The results of two recent large randomized outcome trials with fenofibrate, Fenofibrate Intervention and Event Lowering in Diabetes (FIELD)  and Action to Control Cardiovascular Risk in Diabetes (ACCORD) , have not supported a benefit of fenofibrate on primary endpoints (myocardial infarction and death from coronary heart disease) in patients with type 2 diabetes taking statin. However, as our analysis revealed, the Lp(a)-lowering effect of fibrates might be more pronounced in individuals with elevated Lp(a) levels at baseline. FIELD and ACCORD trials were not designed to look at Lp(a) changes, and hyper-Lp(a) was not among the inclusion criteria of neither of these trials. Since subanalyses in subjects with atherogenic dyslipidemia in the above-mentioned trials have shown incremental benefits of adding fenofibrate to statin in diabetic patients, similar subanalyses in patients with hyper-Lp(a) could be worthwhile and deserve attention. However, it must be noted that the design in FIELD and ACCORD trials did not involve a head-to-head comparison of statins and fibrates, as opposed to the present meta-analysis.
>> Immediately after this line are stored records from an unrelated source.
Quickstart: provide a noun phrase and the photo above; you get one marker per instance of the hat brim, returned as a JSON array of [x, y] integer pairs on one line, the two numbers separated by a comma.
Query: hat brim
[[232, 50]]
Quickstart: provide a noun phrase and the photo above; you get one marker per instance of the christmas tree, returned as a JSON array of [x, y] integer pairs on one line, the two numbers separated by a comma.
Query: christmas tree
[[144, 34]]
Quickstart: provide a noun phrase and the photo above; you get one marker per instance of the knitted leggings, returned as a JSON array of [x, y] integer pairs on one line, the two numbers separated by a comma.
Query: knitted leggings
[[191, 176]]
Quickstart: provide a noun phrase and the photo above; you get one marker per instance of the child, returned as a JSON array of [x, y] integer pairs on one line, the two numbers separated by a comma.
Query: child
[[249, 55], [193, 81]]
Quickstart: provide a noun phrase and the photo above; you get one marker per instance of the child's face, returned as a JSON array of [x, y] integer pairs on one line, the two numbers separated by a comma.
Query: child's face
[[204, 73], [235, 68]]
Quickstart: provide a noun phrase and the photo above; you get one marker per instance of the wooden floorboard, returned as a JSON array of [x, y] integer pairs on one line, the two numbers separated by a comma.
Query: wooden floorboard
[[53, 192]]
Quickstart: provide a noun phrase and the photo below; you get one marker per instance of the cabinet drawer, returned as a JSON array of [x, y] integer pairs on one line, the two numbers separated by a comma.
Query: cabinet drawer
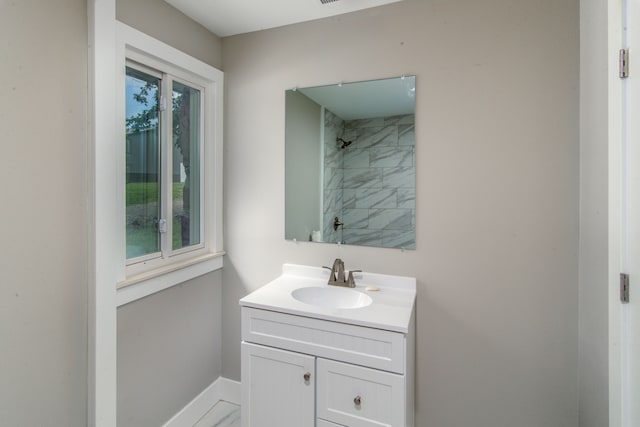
[[360, 345], [325, 423], [359, 397]]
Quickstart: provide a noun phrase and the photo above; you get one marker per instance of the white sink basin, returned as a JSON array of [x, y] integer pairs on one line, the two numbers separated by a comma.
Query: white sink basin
[[331, 297]]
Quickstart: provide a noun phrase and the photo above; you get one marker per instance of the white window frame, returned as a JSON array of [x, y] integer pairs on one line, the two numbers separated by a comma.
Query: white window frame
[[136, 280]]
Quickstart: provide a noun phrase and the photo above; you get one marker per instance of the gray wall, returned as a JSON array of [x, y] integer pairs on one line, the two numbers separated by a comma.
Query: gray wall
[[303, 166], [168, 350], [169, 344], [593, 297], [497, 169], [43, 170], [164, 22]]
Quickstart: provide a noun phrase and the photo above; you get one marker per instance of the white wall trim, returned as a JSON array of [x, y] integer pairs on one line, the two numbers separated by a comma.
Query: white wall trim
[[221, 389], [101, 334]]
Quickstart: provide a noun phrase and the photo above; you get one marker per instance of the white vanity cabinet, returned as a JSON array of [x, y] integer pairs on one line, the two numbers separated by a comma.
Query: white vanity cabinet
[[313, 362], [299, 371]]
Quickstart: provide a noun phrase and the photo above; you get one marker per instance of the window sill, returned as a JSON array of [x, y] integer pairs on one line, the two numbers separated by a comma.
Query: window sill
[[145, 284]]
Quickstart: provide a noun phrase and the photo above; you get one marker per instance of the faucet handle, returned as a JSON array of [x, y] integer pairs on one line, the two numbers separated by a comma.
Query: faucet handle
[[338, 266], [332, 275], [352, 281]]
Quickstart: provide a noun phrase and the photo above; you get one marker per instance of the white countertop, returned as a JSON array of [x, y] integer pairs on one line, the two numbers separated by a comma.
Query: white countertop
[[391, 308]]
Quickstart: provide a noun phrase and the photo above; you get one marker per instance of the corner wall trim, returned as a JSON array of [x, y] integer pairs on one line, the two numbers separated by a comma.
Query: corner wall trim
[[221, 389]]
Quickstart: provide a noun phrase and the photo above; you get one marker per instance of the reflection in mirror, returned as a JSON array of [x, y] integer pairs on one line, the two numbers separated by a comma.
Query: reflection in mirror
[[350, 163]]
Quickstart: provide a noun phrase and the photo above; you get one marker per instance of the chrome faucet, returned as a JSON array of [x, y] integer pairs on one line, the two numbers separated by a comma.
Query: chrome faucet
[[337, 277]]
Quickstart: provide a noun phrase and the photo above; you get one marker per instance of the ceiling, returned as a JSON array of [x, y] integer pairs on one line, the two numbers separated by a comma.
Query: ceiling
[[374, 98], [229, 17]]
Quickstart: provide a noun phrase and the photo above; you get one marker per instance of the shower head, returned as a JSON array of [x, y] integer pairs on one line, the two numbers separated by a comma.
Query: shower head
[[342, 143]]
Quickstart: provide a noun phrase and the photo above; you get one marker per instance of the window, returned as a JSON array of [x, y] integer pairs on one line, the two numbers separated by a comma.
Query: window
[[171, 172], [163, 179]]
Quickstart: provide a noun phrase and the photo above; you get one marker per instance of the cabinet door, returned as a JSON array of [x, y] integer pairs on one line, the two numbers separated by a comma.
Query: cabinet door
[[277, 387], [359, 397]]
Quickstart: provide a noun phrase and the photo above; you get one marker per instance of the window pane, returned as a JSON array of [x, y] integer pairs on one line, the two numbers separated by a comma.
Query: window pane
[[186, 166], [142, 163]]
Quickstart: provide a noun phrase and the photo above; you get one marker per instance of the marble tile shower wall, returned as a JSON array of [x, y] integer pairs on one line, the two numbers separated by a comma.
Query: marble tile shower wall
[[370, 185]]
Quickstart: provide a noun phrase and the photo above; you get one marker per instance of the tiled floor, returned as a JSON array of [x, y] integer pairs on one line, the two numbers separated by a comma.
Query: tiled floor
[[223, 414]]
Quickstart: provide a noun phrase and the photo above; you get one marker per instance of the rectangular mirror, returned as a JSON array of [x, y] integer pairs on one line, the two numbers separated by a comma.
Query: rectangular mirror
[[350, 163]]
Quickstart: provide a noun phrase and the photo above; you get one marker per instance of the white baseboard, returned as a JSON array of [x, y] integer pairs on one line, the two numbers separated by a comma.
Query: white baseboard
[[221, 389]]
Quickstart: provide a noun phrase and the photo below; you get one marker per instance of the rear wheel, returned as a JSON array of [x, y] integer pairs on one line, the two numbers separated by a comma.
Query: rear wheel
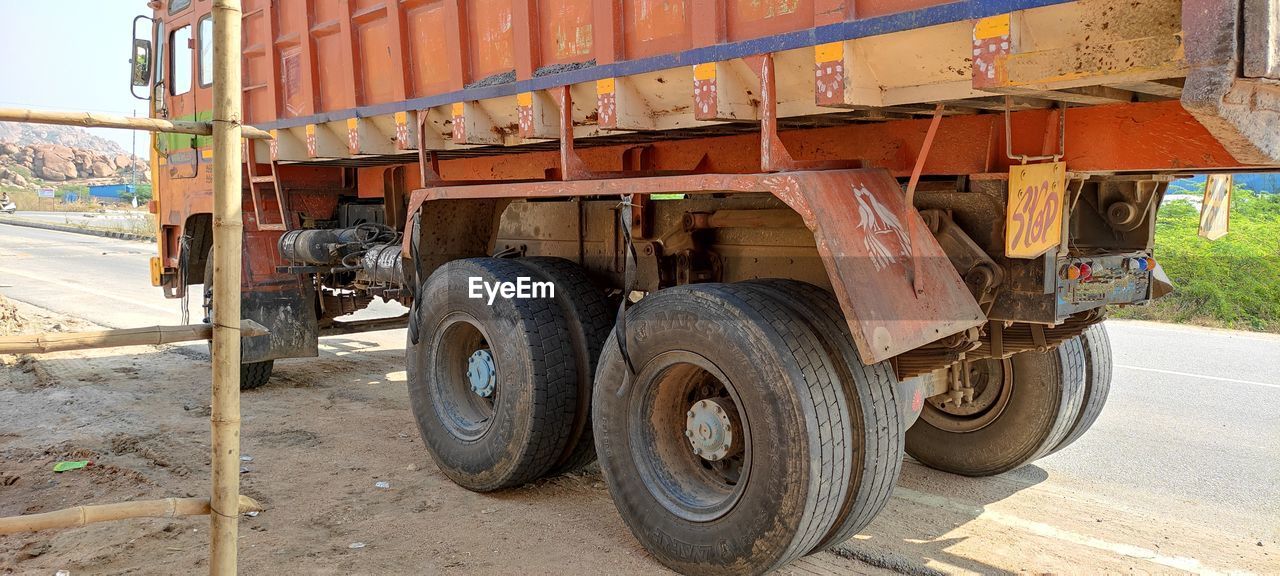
[[876, 425], [726, 452], [1097, 382], [589, 323], [1020, 408], [252, 374], [493, 385]]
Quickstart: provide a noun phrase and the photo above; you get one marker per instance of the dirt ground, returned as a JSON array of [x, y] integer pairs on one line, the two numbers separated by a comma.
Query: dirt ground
[[327, 429], [320, 435]]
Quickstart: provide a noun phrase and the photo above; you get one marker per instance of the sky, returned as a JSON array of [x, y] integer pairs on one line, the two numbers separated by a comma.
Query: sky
[[71, 55]]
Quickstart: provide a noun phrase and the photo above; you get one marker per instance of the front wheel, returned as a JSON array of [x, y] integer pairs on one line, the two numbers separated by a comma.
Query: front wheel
[[252, 374]]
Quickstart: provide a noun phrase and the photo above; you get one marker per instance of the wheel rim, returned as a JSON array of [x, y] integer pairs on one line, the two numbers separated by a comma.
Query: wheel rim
[[992, 382], [465, 378], [690, 435]]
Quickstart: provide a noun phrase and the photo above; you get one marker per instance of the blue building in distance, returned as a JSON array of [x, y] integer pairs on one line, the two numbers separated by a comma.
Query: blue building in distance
[[112, 191]]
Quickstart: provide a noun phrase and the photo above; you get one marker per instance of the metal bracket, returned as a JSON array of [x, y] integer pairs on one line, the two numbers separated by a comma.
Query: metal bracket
[[1024, 159]]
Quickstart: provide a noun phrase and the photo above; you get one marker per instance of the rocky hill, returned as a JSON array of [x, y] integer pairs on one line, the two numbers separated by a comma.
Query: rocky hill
[[72, 137], [33, 155]]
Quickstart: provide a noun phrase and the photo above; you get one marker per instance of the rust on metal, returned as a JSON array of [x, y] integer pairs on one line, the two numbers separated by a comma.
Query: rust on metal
[[858, 222]]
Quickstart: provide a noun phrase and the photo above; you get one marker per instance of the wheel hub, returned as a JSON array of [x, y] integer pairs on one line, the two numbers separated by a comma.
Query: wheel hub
[[978, 393], [711, 429], [481, 373]]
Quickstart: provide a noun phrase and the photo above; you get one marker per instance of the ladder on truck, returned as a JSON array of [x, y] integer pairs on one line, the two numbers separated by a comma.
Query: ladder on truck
[[266, 219]]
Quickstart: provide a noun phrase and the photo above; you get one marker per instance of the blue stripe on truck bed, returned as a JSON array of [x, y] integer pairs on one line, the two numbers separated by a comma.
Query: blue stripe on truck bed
[[850, 30]]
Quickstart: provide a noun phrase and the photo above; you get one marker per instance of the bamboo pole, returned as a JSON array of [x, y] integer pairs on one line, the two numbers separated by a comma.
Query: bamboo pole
[[228, 227], [112, 120], [152, 336], [92, 513]]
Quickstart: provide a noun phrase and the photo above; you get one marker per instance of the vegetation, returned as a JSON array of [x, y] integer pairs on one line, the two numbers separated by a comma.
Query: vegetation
[[1233, 282]]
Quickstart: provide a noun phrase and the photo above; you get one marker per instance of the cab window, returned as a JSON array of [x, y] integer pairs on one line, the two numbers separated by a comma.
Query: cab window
[[179, 46], [161, 63], [206, 51]]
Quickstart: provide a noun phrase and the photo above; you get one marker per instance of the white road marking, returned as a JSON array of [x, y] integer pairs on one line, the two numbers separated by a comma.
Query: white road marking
[[1174, 373]]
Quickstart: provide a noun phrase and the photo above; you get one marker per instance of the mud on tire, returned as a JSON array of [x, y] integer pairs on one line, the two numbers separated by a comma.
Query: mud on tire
[[519, 424], [589, 318], [1097, 382], [252, 374], [698, 348], [874, 423], [1043, 400]]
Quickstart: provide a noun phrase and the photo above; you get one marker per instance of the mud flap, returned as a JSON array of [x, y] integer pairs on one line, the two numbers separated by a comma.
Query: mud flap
[[288, 312], [873, 247]]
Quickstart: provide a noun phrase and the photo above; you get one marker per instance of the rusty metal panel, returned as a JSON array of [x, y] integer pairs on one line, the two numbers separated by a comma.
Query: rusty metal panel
[[867, 236], [328, 19], [1262, 39], [654, 27], [566, 31], [874, 8], [755, 18], [374, 40], [490, 39], [429, 62], [257, 44]]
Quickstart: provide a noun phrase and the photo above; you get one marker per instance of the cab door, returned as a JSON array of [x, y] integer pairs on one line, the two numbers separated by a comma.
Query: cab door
[[176, 99]]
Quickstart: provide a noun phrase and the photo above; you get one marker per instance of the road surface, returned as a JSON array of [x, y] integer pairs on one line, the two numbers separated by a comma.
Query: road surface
[[110, 219], [1180, 472]]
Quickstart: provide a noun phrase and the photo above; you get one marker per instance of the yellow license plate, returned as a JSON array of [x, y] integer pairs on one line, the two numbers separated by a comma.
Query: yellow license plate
[[1033, 223]]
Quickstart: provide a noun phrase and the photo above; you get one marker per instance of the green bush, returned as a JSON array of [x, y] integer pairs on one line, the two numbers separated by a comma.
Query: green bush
[[1233, 282]]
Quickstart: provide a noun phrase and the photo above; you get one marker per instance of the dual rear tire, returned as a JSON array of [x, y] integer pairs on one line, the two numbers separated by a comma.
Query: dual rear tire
[[739, 432], [1025, 407], [750, 433]]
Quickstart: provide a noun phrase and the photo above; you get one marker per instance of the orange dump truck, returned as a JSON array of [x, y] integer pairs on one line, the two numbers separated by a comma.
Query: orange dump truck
[[744, 254]]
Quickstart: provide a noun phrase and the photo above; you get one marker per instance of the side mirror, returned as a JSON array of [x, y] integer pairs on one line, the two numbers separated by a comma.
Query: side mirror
[[141, 62]]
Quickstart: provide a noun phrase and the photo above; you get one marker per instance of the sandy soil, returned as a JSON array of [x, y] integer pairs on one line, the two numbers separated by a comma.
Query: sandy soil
[[327, 429], [320, 435]]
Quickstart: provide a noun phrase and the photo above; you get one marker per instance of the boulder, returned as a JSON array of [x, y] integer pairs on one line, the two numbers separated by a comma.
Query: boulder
[[101, 169], [51, 167]]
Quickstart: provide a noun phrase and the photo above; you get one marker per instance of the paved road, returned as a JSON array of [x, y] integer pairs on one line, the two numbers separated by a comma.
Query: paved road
[[1182, 471], [113, 219]]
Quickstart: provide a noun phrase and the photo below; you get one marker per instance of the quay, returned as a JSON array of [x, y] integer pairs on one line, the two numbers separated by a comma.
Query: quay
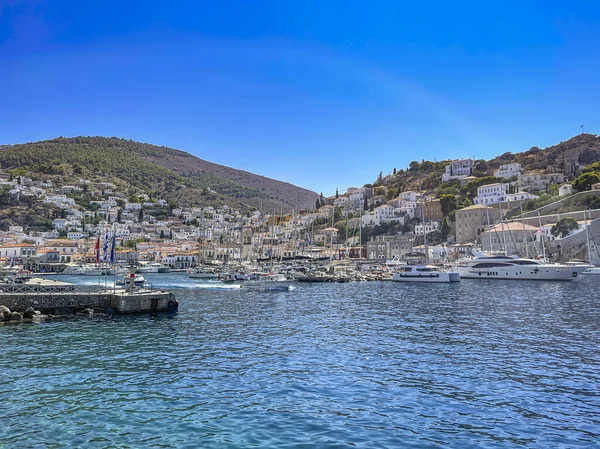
[[60, 298]]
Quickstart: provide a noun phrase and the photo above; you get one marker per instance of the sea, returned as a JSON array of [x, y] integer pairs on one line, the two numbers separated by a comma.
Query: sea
[[478, 364]]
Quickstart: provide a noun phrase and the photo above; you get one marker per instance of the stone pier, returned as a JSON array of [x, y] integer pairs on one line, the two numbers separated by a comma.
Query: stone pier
[[120, 301]]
Some limitations of the present analysis deserve acknowledgment. Several studies included in this meta-analysis did not provide sufficient information about the methods used for random sequence generation, allocation concealment, blinding of outcome assessment, and blinding of participants and personnel, resulting in uncertainty on their overall quality. Overall, there was a small population size in statin/fibrate combination therapy group, leading to a relatively low number of subjects in the pooled analysis; however, sensitivity analysis was conducted using the removal of one study (leave-one-out approach) in order to evaluate the influence of each study on the overall effect size. As another limitation, difference in the dose and duration of treatment as well as assays methods that were used to measure the Lp(a) concentrations might have introduced heterogeneity to the results. In this meta-analysis, the impact of this heterogeneity was tried to be minimized by applying a random-effects model and performing subgroup and meta-regression analyses. Finally, none of the included studies defined elevated Lp(a) concentrations among their inclusion criteria, which necessitates additional studies in patients with hyper-Lp(a).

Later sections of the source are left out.